En el bar del hotel se apresuró a escribir una nota para Emma. Sabía cuando una mujer, en silencio, miraba a un hombre e, indescifrablemente, le pedía que la rescatase. Emma lo había mirado así. Estaba seguro. Él creía en la luz verde. Le propuso un encuentro en el descanso de Lucía de Lammermoor. Introdujo la nota en un sobre y se la deslizó, con una propina, a un mozo del hotel para que se la entregase cuando estuviese sola.

El destino volvió a cruzarlos en el vestíbulo del teatro. Emma se sonrojó y le regaló un gesto sutil que podía significar solo una cosa. Esa cosa fue del agrado de Jay. A su lado iba Charles, pisando su alma, larga y gris. Acomodado en el palco, el magnate neoyorquino vigiló con los gemelos sus movimientos. Le agradó que, cuando su marido se distraía, ella le dedicase todas las miradas.
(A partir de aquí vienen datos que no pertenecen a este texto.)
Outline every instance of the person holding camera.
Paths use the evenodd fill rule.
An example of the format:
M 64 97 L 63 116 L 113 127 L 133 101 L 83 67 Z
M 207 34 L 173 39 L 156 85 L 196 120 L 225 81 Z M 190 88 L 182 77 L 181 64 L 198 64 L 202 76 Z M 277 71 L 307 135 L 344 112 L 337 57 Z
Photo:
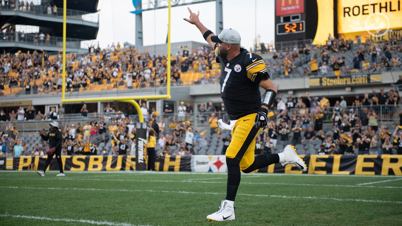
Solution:
M 63 144 L 62 131 L 59 129 L 59 123 L 56 121 L 52 121 L 49 125 L 50 125 L 50 130 L 47 134 L 44 129 L 39 132 L 42 139 L 45 141 L 49 140 L 48 143 L 50 148 L 46 151 L 47 158 L 46 158 L 46 162 L 45 163 L 45 166 L 43 166 L 43 169 L 42 171 L 38 171 L 37 173 L 39 175 L 45 177 L 45 173 L 46 172 L 46 168 L 53 158 L 53 156 L 55 154 L 56 159 L 57 160 L 57 163 L 59 164 L 60 169 L 60 173 L 56 176 L 64 177 L 66 175 L 63 172 L 63 162 L 62 162 L 61 158 L 62 144 Z

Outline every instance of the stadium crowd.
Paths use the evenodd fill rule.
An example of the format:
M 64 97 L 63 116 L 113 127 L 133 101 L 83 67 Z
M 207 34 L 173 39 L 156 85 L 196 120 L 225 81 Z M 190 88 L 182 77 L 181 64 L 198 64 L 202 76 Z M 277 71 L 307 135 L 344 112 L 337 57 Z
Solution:
M 402 83 L 402 75 L 400 77 Z M 400 103 L 398 94 L 398 91 L 392 89 L 386 93 L 381 88 L 378 93 L 375 90 L 371 95 L 366 92 L 361 97 L 356 94 L 352 103 L 347 103 L 340 97 L 334 106 L 330 106 L 325 96 L 311 98 L 308 93 L 294 99 L 290 96 L 285 100 L 280 97 L 273 109 L 275 116 L 270 118 L 269 125 L 256 138 L 255 153 L 275 152 L 291 144 L 305 149 L 306 153 L 309 150 L 309 154 L 392 154 L 396 151 L 402 154 L 402 111 L 396 107 Z M 210 102 L 206 109 L 200 107 L 200 110 L 195 115 L 189 103 L 186 106 L 184 102 L 180 104 L 176 113 L 174 114 L 170 113 L 172 111 L 168 106 L 160 114 L 153 109 L 150 111 L 145 104 L 141 108 L 148 123 L 148 131 L 154 131 L 158 154 L 194 154 L 197 153 L 193 147 L 208 146 L 211 141 L 219 140 L 223 144 L 222 153 L 224 153 L 230 142 L 230 134 L 220 131 L 217 124 L 219 119 L 227 121 L 224 106 L 218 108 Z M 83 105 L 81 117 L 88 120 L 86 123 L 75 125 L 67 122 L 65 127 L 59 128 L 63 134 L 63 154 L 132 154 L 136 138 L 135 119 L 126 117 L 121 111 L 109 114 L 114 111 L 109 103 L 103 113 L 90 120 L 87 119 L 86 105 Z M 32 106 L 25 110 L 20 107 L 15 112 L 12 116 L 14 121 L 57 120 L 65 114 L 62 105 L 57 111 L 53 109 L 46 115 L 39 117 Z M 4 112 L 1 113 L 4 115 Z M 397 123 L 395 122 L 398 116 Z M 203 124 L 195 128 L 192 122 L 195 120 Z M 392 122 L 390 124 L 386 121 L 388 121 L 393 122 L 394 125 L 391 126 Z M 45 142 L 38 144 L 32 150 L 24 148 L 24 140 L 13 123 L 10 122 L 4 131 L 0 127 L 3 154 L 18 156 L 23 152 L 28 152 L 25 154 L 27 155 L 45 153 L 48 148 Z M 394 127 L 394 130 L 390 130 L 390 127 Z M 23 152 L 15 152 L 14 147 L 20 149 L 20 146 Z
M 314 50 L 308 44 L 302 44 L 278 55 L 274 51 L 272 59 L 266 59 L 266 64 L 267 68 L 271 70 L 271 74 L 279 73 L 285 76 L 295 73 L 306 76 L 319 74 L 325 75 L 330 72 L 335 75 L 347 74 L 354 70 L 374 72 L 401 67 L 397 54 L 402 52 L 402 43 L 394 37 L 382 43 L 366 41 L 361 43 L 359 40 L 356 41 L 358 50 L 355 54 L 352 53 L 355 49 L 352 40 L 334 39 L 330 35 L 325 45 L 317 45 Z M 181 48 L 181 51 L 172 56 L 171 59 L 172 85 L 183 84 L 182 75 L 189 72 L 202 75 L 192 81 L 194 84 L 218 82 L 219 73 L 211 73 L 219 67 L 215 62 L 213 50 L 202 45 L 193 50 L 188 49 L 185 46 Z M 320 53 L 318 57 L 314 57 L 313 50 Z M 344 54 L 354 54 L 355 57 L 347 62 Z M 0 90 L 6 87 L 19 87 L 25 89 L 27 94 L 31 93 L 31 90 L 33 94 L 60 91 L 62 83 L 61 53 L 50 56 L 45 51 L 40 53 L 35 51 L 32 53 L 19 51 L 14 55 L 4 51 L 0 56 Z M 77 89 L 84 91 L 89 89 L 88 87 L 101 84 L 114 87 L 141 88 L 163 86 L 166 83 L 166 56 L 151 56 L 149 53 L 138 53 L 134 47 L 122 49 L 119 43 L 116 45 L 112 43 L 104 49 L 98 45 L 96 47 L 88 46 L 88 53 L 77 55 L 71 53 L 66 60 L 68 91 Z M 396 84 L 402 84 L 402 76 L 400 76 Z M 395 107 L 400 103 L 398 89 L 390 90 L 388 93 L 384 89 L 378 92 L 373 90 L 370 94 L 365 92 L 362 97 L 357 94 L 351 103 L 347 103 L 341 97 L 333 106 L 330 106 L 325 97 L 320 99 L 311 98 L 308 93 L 295 99 L 289 97 L 287 101 L 283 97 L 279 98 L 275 104 L 277 111 L 274 118 L 257 136 L 256 153 L 260 151 L 273 152 L 277 144 L 283 146 L 289 142 L 294 145 L 302 144 L 305 148 L 310 147 L 310 149 L 315 149 L 319 154 L 353 154 L 355 148 L 358 150 L 356 152 L 359 154 L 391 154 L 390 150 L 393 148 L 397 150 L 398 153 L 401 153 L 402 142 L 398 138 L 402 138 L 402 134 L 397 133 L 400 127 L 397 126 L 392 134 L 388 130 L 388 126 L 380 126 L 379 129 L 377 121 L 379 116 L 380 119 L 392 121 L 398 115 L 401 117 L 402 114 Z M 185 106 L 183 104 L 180 106 L 181 111 L 180 109 L 177 109 L 177 118 L 174 117 L 174 119 L 166 123 L 162 118 L 163 114 L 158 115 L 154 111 L 148 109 L 143 112 L 146 111 L 144 114 L 149 119 L 147 120 L 150 123 L 149 129 L 155 131 L 157 148 L 163 150 L 162 154 L 194 153 L 194 150 L 189 147 L 206 145 L 213 136 L 218 135 L 219 139 L 227 146 L 230 138 L 224 132 L 221 134 L 218 131 L 217 134 L 214 134 L 218 130 L 217 119 L 227 120 L 226 114 L 221 113 L 224 111 L 224 106 L 222 109 L 217 109 L 212 103 L 207 107 L 200 106 L 198 112 L 199 117 L 197 120 L 209 124 L 211 129 L 200 133 L 197 131 L 193 133 L 194 128 L 191 122 L 195 119 L 188 117 L 188 113 L 183 112 L 183 108 Z M 187 108 L 191 107 L 187 105 Z M 76 127 L 74 125 L 68 125 L 60 128 L 64 139 L 64 154 L 113 155 L 131 151 L 135 138 L 134 119 L 126 118 L 121 112 L 118 112 L 115 116 L 108 115 L 107 114 L 109 112 L 115 111 L 107 107 L 104 109 L 105 116 L 101 114 L 96 118 L 99 123 L 94 118 L 85 125 L 77 125 Z M 142 111 L 143 108 L 146 108 L 143 106 Z M 174 112 L 167 107 L 164 113 Z M 85 117 L 87 111 L 84 110 L 83 112 L 82 109 L 81 113 Z M 20 107 L 10 112 L 2 111 L 0 120 L 57 120 L 65 113 L 62 106 L 57 111 L 53 109 L 45 114 L 36 111 L 34 107 L 30 106 L 26 109 Z M 159 118 L 160 116 L 161 118 Z M 324 123 L 330 121 L 332 121 L 333 125 L 330 129 L 324 132 Z M 101 125 L 101 123 L 105 124 Z M 2 136 L 2 150 L 5 151 L 4 154 L 11 154 L 10 152 L 14 147 L 19 146 L 17 144 L 18 141 L 23 150 L 23 141 L 18 139 L 15 126 L 9 124 L 6 131 L 7 136 Z M 105 137 L 107 133 L 108 138 Z M 97 140 L 91 138 L 96 136 L 101 138 L 100 143 L 104 146 L 99 147 L 98 144 L 92 143 L 92 141 Z M 107 140 L 110 146 L 105 144 Z M 317 144 L 320 144 L 319 147 Z M 178 147 L 178 152 L 172 152 L 172 149 L 169 148 L 172 147 Z M 46 145 L 39 144 L 38 148 L 45 150 Z M 318 148 L 319 150 L 317 150 Z M 176 150 L 176 148 L 173 149 Z M 35 151 L 32 152 L 33 150 Z M 40 150 L 37 153 L 40 154 L 42 152 Z M 33 154 L 37 153 L 36 149 L 25 151 Z
M 39 36 L 41 35 L 45 38 L 44 34 Z M 402 42 L 394 37 L 383 43 L 370 43 L 366 40 L 361 43 L 359 39 L 357 42 L 357 50 L 354 52 L 353 45 L 356 44 L 353 40 L 334 39 L 330 35 L 326 45 L 315 46 L 315 54 L 312 47 L 300 43 L 293 49 L 285 48 L 283 53 L 278 53 L 274 49 L 272 59 L 266 59 L 266 64 L 271 75 L 284 75 L 284 78 L 292 74 L 348 74 L 402 67 L 398 56 L 402 56 Z M 43 42 L 41 41 L 41 44 Z M 27 94 L 31 94 L 32 90 L 35 94 L 60 91 L 61 53 L 50 56 L 43 51 L 32 53 L 18 51 L 14 55 L 4 51 L 1 57 L 0 90 L 20 87 Z M 104 88 L 164 86 L 167 80 L 166 59 L 166 55 L 138 53 L 134 47 L 122 49 L 119 43 L 108 45 L 104 49 L 98 45 L 88 46 L 87 54 L 77 55 L 71 53 L 66 57 L 66 89 L 84 91 L 92 90 L 88 87 L 102 84 L 105 85 Z M 215 62 L 213 50 L 206 46 L 200 45 L 193 50 L 182 47 L 181 51 L 172 56 L 171 64 L 172 85 L 218 81 L 216 71 L 219 64 Z M 183 75 L 189 73 L 201 73 L 201 76 L 183 82 Z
No tardó en levantarse el telón. Lagardy se hizo esperar. En su entrada, su voz conquistó las esquinas más recónditas, incluso las que ni siquiera existían. La pasión germinó en los espectadores, y la atormentada Emma hizo suya la desesperación del tenor. El tiempo se columpiaba en la eternidad, y la llegada del descanso cogió a todos por sorpresa. Emma quiso salir, pero el público llenaba los pasillos, y se derrumbó sofocada en la butaca. Charles fue a buscar un vaso de agua, y de vuelta, se encontró a Léon Dupuis, de quien Emma había estado enamorada en secreto. Su mundo volcó cuando Charles apareció con su viejo amor. No acudió a su cita. Jay Gatsby la esperó en vano. Al día siguiente decidió regresar a Nueva York. En realidad, echaba de menos a Daisy Buchanan.